From: "Mickaël Salaün" <mic@digikod.net>
To: Dave Chinner <david@fromorbit.com>
Cc: "Linus Torvalds" <torvalds@linux-foundation.org>,
"Jan Kara" <jack@suse.cz>,
"Christoph Hellwig" <hch@infradead.org>,
linux-fsdevel@vger.kernel.org, linux-xfs@vger.kernel.org,
linux-bcachefs@vger.kernel.org, kent.overstreet@linux.dev,
"Jann Horn" <jannh@google.com>, "Serge Hallyn" <serge@hallyn.com>,
"Kees Cook" <keescook@chromium.org>,
linux-security-module@vger.kernel.org,
"Amir Goldstein" <amir73il@gmail.com>,
"Günther Noack" <gnoack@google.com>,
"Christian Brauner" <brauner@kernel.org>
Subject: Re: lsm sb_delete hook, was Re: [PATCH 4/7] vfs: Convert sb->s_inodes iteration to super_iter_inodes()
Date: Wed, 9 Oct 2024 11:23:06 +0200 [thread overview]
Message-ID: <20241009.ahqu6AeW3cow@digikod.net> (raw)

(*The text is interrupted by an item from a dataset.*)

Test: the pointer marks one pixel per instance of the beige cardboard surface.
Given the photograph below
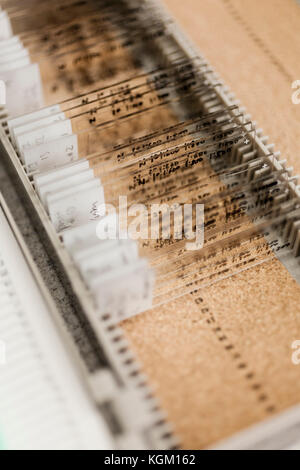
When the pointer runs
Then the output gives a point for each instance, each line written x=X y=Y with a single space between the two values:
x=220 y=359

In-Reply-To: <ZwXMdqxz5PWNjW3C@dread.disaster.area>
On Wed, Oct 09, 2024 at 11:21:10AM +1100, Dave Chinner wrote:
> On Tue, Oct 08, 2024 at 02:59:07PM +0200, Mickaël Salaün wrote:
> > On Mon, Oct 07, 2024 at 05:28:57PM -0700, Linus Torvalds wrote:
> > > On Mon, 7 Oct 2024 at 16:33, Dave Chinner <david@fromorbit.com> wrote:
> > > >
> > > > There may be other inode references being held that make
> > > > the inode live longer than the dentry cache. When should the
> > > > fsnotify marks be removed from the inode in that case? Do they need
> > > > to remain until, e.g, writeback completes?
> > >
> > > Note that my idea is to just remove the fsnotify marks when the dentry
> > > discards the inode.
> > >
> > > That means that yes, the inode may still have a lifetime after the
> > > dentry (because of other references, _or_ just because I_DONTCACHE
> > > isn't set and we keep caching the inode).
> > >
> > > BUT - fsnotify won't care. There won't be any fsnotify marks on that
> > > inode any more, and without a dentry that points to it, there's no way
> > > to add such marks.
> > >
> > > (A new dentry may be re-attached to such an inode, and then fsnotify
> > > could re-add new marks, but that doesn't change anything - the next
> > > time the dentry is detached, the marks would go away again).
> > >
> > > And yes, this changes the timing on when fsnotify events happen, but
> > > what I'm actually hoping for is that Jan will agree that it doesn't
> > > actually matter semantically.
> > >
> > > > > Then at umount time, the dentry shrinking will deal with all live
> > > > > dentries, and at most the fsnotify layer would send the FS_UNMOUNT to
> > > > > just the root dentry inodes?
> > > >
> > > > I don't think even that is necessary, because
> > > > shrink_dcache_for_umount() drops the sb->s_root dentry after
> > > > trimming the dentry tree. Hence the dcache drop would cleanup all
> > > > inode references, roots included.
> > >
> > > Ahh - even better.
> > >
> > > I didn't actually look very closely at the actual umount path, I was
> > > looking just at the fsnotify_inoderemove() place in
> > > dentry_unlink_inode() and went "couldn't we do _this_ instead?"
> > >
> > > > > Wouldn't that make things much cleaner, and remove at least *one* odd
> > > > > use of the nasty s_inodes list?
> > > >
> > > > Yes, it would, but someone who knows exactly when the fsnotify
> > > > marks can be removed needs to chime in here...
> > >
> > > Yup. Honza?
> > >
> > > (Aside: I don't actually know if you prefer Jan or Honza, so I use
> > > both randomly and interchangeably?)
> > >
> > > > > I have this feeling that maybe we can just remove the other users too
> > > > > using similar models. I think the LSM layer use (in landlock) is bogus
> > > > > for exactly the same reason - there's really no reason to keep things
> > > > > around for a random cached inode without a dentry.
> > > >
> > > > Perhaps, but I'm not sure what the landlock code is actually trying
> > > > to do.
> >
> > In Landlock, inodes (see landlock_object) may be referenced by several
> > rulesets, either tied to a task's cred or a ruleset's file descriptor.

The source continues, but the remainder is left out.